The $88 Billion Fossil Fuel Bailout
A new report by the Overseas Development Institute and Oil Change International has found that governments are still spending a whopping $88 billion every year supporting fossil fuel exploration.
In the debate over climate change and the transition to a clean energy economy, there remains an elephant in the room.
Many developed nations talk about ending our addiction on fossil fuels, about the need for radical cuts in carbon dioxide in order to avoid catastrophic climate change and yet, at the same time, they continue to subsidise the exploration of fossil fuels.
Despite repeated pledges to end subsidising fossil fuels, governments are still spending billions doing so. Five years ago, the G20 pledged to the phase out of ‘inefficient’ fossil fuel subsidies and re-iterated the call last year in Saint Petersburg in 2013.
Yet a new report by the Overseas Development Institute and Oil Change International, published on the eve of this year’s G20 Leaders’ Summit, which will be held on 15 and 16 November, in Australia, has found that governments are still spending a whopping $88 billion every year supporting fossil fuel exploration.
Amazingly, this is over double what the oil and gas companies themsevles are investing. In 2013, the top 20 private oil and gas companies invested just $37 billion in exploration across the globe, less than half of that being ploughed in annually by G20 governments.
The madness of the situation is that the governments know that the majority of the oil and gas that is discovered needs to be kept in the ground if we are to avoid dangerous runaway climate change.

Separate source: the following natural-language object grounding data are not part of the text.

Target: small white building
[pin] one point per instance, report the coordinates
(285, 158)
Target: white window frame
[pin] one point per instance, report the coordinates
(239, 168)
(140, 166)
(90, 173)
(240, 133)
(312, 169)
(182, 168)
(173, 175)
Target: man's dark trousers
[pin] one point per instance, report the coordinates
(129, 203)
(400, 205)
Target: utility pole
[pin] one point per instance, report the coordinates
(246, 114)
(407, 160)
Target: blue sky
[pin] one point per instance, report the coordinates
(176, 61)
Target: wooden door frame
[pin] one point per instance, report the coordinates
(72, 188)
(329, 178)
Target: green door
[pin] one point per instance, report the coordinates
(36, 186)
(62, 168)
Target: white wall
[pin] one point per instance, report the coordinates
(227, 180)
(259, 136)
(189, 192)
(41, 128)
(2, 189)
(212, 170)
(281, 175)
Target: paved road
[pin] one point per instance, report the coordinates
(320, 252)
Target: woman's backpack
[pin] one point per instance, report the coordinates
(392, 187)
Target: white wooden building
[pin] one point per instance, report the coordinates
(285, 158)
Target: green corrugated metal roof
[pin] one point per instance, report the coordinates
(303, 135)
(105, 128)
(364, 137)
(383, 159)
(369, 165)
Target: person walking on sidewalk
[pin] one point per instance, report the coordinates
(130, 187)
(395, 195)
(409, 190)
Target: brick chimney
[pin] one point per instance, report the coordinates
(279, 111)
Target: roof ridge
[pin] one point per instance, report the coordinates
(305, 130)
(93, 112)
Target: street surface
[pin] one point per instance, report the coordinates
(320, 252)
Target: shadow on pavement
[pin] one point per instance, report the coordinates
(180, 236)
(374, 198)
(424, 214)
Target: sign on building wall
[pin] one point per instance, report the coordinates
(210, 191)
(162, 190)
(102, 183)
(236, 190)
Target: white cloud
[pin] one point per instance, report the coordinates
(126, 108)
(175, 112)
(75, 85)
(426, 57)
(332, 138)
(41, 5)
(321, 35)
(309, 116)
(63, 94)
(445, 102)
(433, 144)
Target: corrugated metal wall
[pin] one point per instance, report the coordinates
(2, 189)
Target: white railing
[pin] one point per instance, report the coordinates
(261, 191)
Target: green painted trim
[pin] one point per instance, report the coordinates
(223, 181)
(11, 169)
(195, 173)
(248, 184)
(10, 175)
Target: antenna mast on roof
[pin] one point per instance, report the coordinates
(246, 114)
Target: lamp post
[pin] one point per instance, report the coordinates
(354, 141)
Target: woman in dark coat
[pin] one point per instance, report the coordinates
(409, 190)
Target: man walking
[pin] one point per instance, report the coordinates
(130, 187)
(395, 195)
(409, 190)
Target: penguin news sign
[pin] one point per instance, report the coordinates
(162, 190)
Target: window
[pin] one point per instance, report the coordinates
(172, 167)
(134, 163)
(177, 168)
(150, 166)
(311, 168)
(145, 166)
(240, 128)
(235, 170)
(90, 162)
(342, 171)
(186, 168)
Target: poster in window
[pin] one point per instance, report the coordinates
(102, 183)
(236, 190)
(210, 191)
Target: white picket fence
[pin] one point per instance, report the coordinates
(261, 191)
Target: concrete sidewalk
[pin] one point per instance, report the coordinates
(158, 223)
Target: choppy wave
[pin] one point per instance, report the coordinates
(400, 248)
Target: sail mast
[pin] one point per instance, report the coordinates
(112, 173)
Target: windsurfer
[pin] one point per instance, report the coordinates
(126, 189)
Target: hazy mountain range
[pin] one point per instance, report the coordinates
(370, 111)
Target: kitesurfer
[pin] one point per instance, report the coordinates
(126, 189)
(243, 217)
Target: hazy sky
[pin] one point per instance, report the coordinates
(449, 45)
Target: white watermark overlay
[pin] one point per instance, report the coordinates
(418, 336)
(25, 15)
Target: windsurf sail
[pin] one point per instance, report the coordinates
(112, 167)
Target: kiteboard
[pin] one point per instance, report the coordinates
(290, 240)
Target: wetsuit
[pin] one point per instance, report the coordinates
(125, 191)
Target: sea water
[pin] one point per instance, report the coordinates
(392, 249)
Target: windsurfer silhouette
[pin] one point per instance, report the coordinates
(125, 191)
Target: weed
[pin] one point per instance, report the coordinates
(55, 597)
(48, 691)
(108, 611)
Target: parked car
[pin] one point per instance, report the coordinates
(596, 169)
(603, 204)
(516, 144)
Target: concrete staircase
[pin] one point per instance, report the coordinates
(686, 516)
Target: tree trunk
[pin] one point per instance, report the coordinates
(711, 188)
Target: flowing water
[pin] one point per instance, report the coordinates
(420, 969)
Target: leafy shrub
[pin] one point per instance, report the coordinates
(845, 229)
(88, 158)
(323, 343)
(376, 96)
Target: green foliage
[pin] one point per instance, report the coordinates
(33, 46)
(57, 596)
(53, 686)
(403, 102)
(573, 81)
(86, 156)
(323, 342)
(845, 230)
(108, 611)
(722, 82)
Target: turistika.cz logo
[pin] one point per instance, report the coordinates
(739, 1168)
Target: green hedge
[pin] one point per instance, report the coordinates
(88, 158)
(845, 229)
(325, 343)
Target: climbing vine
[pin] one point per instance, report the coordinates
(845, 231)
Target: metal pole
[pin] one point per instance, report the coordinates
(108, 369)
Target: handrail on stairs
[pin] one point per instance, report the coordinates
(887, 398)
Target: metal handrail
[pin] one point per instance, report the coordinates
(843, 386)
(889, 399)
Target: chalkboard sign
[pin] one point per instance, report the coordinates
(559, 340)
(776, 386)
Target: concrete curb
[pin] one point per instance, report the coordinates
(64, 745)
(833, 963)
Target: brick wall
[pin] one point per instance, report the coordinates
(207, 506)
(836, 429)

Indeed, the report argues that, by providing subsidies for fossil-fuel exploration, the G20 countries are creating a ‘triple-lose’ scenario: They are directing large volumes of finance into high-carbon assets that cannot be exploited without catastrophic climate effects; whilst diverting investment from economic low-carbon alternatives such as solar, wind and hydro-power.
And finally they are undermining the prospects for an ambitious climate deal in 2015.
The report, entitled ‘The fossil fuel bail-out: G20 subsidies for oil, gas and coal exploration,’ is the first detailed breakdown of fossil fuel exploration subsidies by all G20 countries.
It shows that with rising costs for hard-to-reach reserves, and falling coal and oil prices, generous public subsidies are propping up fossil fuel exploration which would otherwise be deemed uneconomic.
The worst villain is, not surprisingly, the United States which splashed out $5.1 billion annually in subsidies for fossil fuel exploration in 2013 – ironically almost double the level in 2009 when the G20 pledged to phase out fossil fuel subsidies. Although President Obama has proposed to cut subsidies, the oil-washed Congress has failed to pass any subsidy cuts.
Next up is Australia, which is providing $3.5 billion a year for the development of fossil fuel resources both onshore and offshore. President Putin’s Russia provides $2.4 billion in subsidies annually, including in the Arctic, the first region we should be disinvesting from and where the ravages of climate change are already being felt.
Not to be outdone, and trying to prop up its ailing North Sea reserves, the United Kingdom gives over $1.2 billion in subsidies. Many of the companies receiving tax breaks are international companies such as Total, Statoil, Centrica and Chevron.
The UK government is also subsidising fossil fuel extraction abroad, spending $663 million annually in public finance for overseas exploration including in Siberia in Russia, Brazil, India, Indonesia, Nigeria, Guinea and Ghana.
Perversely you end up with a “merry-go-round” of countries supporting each others’ companies. The US subsidizes exploration in Columbia, Nigeria and Russia, while Russia is subsidising exploration in Venezuela and China, which in turn supports companies exploring Canada, Brazil and Mexico.
The report also highlights US$521 million in public finance is being channelled into fossil fuel exploration by the G20 through multilateral development banks, of which the World Bank Group is responsible for two-thirds.
Oil Change International’s Director Stephen Kretzmann says of the new research, “Five years ago, G20 governments pledged to both phase out fossil fuel subsidies and take action to limit climate change. Immediately ending exploration subsidies is the clearest next step on both fronts.”